The Nexus 7 is much better than the 7" Fire HD overall, they have the same screens but the N7 is much more powerful, has access to the Play Store, and runs a more capable and fluid os. The Fire HD 8.9" is more interesting but the SoC is far to weak to drive that resolution.
I don't think it's so clear cut.
Kindle Fire HD has a better looking screen with richer colors, deeper blacks, and less glare. I think some Tegra 3 bug is causing our Nexus 7 to look a bit washed out.
TI OMAP 4470 looks like it might be able to hold it's own against the Tegra 3, hope Anandtech can test that out soon. GPU looks like it might be more powerful and a review of the Archos 101 XS using that processor showed it looked competitive in a few benchmarks with the Nexus 7 (though I didn't see enough to really know for sure).

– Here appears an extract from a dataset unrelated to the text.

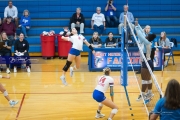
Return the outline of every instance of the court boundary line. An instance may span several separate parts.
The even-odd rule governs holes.
[[[20,106],[19,106],[19,109],[18,109],[18,112],[17,112],[17,115],[16,115],[16,120],[18,119],[18,117],[20,115],[21,108],[22,108],[22,105],[24,103],[25,96],[26,96],[26,93],[23,94],[23,97],[22,97],[22,100],[21,100],[21,103],[20,103]]]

So I'm not discounting the TI OMAP 4470 yet.
Kindle Fire HD starts at 16GB. No silly gimped 8GB model (with only 6GB of usable space) and no $50 for an 8GB upgrade. Google did this intentionally to push people harder to use it's streaming content, but it kinda sucks.

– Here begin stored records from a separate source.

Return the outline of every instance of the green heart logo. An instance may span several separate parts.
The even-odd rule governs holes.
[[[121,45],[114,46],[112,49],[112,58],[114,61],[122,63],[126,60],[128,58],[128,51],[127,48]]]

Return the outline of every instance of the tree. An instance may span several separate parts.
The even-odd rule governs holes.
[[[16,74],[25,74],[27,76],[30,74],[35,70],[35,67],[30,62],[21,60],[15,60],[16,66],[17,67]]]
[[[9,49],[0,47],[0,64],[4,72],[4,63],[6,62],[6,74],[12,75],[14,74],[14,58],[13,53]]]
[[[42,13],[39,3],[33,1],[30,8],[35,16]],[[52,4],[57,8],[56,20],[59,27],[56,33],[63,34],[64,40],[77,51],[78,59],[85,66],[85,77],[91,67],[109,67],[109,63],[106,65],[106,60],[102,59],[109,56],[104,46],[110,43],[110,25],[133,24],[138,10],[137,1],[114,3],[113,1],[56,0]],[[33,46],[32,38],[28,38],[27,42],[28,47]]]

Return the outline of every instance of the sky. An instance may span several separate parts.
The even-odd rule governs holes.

Better wifi support, I especially love supporting the 5GHz band. My Nexus 7 tablet is the only thing I have stuck at 2.4GHz (I have almost a dozen 2.4GHz wifi networks competing around me and I'm the only 5GHz network).
For hardware, I think the Kindle Fire HD wins pretty easily. The SoC battle looks too close to call so far. And possibly the one hardware win for the Nexus 7 is it's physical design, it has less width in portrait, so will be easier for more people to hold one handed with thumb and fingers on both edges of the device. And the Nexus 7 is lighter.
For software, I'd give the Nexus 7 a dominating win. And I'm an Amazon Prime subscriber, bought all my books and music from Amazon Prime and I stream all my online TV and music from Prime now (cancelled Netflix recently). But I love Jelly Bean, it has given my Galaxy Nexus new life and the Nexus 7 is definitely buttery smooth compared to other Android tablets I've had. So it would really suck to be stuck on Amazon's version of Android 4.0.3 for who knows how long (forever?). I never touched a Kindle Fire, but from what I see of the UI, I want to hurl (can a real launcher be run ontop of that crap if I rooted it?).
I still think the Nexus 7 wins, but I think Amazon presented us with some really tempting hardware. I might consider getting a Kindle Fire HD 8.9 once folks get that rooted and have a decent ROM ready for it.